Publicado 10/04/2026 15:57

A Anistia Internacional pede a Israel que garanta a passagem “segura” da frota com destino a Gaza, partindo de Barcelona

A organização insta as autoridades a não repetirem a "interceptação ilegal" de embarcações e as detenções "arbitrárias" de seus ativistas, lembrando o que ocorreu no ano passado

Archivo - Arquivo - 28 de novembro de 2025, Berlim, Alemanha: Greta Thunberg, Thiago Avila e José Nivoi, ativistas da Flotilha Global Sumud, e Francesca Albanese chegam ao porto de Gênova a bordo de um barco.
Europa Press/Contacto/Zaira Biagini - Arquivo

MADRID, 10 abr. (EUROPA PRESS) -

A Anistia Internacional instou nesta sexta-feira as autoridades israelenses a garantirem a passagem “segura” da Flotilha Global Sumud, que partirá neste domingo de Barcelona rumo à Faixa de Gaza para pôr fim ao bloqueio naval imposto por Israel e distribuir suprimentos vitais no enclave palestino, e a se absterem de realizar detenções “arbitrárias” de seus ativistas a bordo.

“As autoridades israelenses devem garantir a passagem segura desses ativistas desarmados e defensores dos direitos humanos.
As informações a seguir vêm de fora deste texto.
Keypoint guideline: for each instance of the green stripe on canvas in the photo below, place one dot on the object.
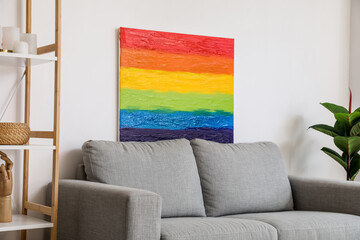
(152, 100)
Não devem se repetir a interceptação ilegal e as detenções arbitrárias que Israel realizou em 2025, incluindo a apreensão do 'Madleen' e de outros navios que participavam da Flotilha Global Sumud, nem os abusos e maus-tratos infligidos aos ativistas durante sua detenção no último mês de outubro”, afirmou em comunicado a diretora de Pesquisa e Incidência da Anistia, Erika Guevara-Rosas.

A ONG lembrou que a missão, com mais de 70 embarcações e 3.000 participantes de 100 países, “tem como objetivo prestar assistência aos palestinos que sofrem o genocídio em curso por parte de Israel e décadas de cruel ‘apartheid’”, além de um bloqueio “desumano que já se aproxima de seu décimo nono ano”.

A Anistia descreveu a Flotilha Global Sumud, que nesta ocasião incluirá uma frota médica especializada com 1.000 profissionais de saúde, como um “poderoso símbolo de solidariedade internacional” com os palestinos de Gaza e destacou que “o simples fato de essas missões civis continuarem partindo constitui uma denúncia direta da inércia devastadora da comunidade internacional” diante da escassez de recursos na Faixa, em meio às acusações contra Israel pelas restrições à assistência humanitária.

“Como potência ocupante, Israel tem a obrigação legal de garantir que os palestinos de Gaza tenham acesso irrestrito à ajuda humanitária, desde produtos básicos até suprimentos e artigos de primeira necessidade e, no entanto, continua a descumprir de forma flagrante suas obrigações legais e as medidas provisórias vinculativas dictadas pela Corte Internacional de Justiça (CIJ), em violação ao Direito Internacional”, denunciou Guevara-Rosas.

Nessa linha, a representante da Anistia Internacional ressaltou que também “os Estados devem cumprir suas obrigações legais em virtude do Direito Internacional e adotar medidas concretas para ajudar a pôr fim ao genocídio de Israel contra os palestinos em Gaza”, incluindo pressões sobre esse país para que cesse seu “bloqueio ilegal, que continua infligindo um sofrimento implacável aos palestinos”.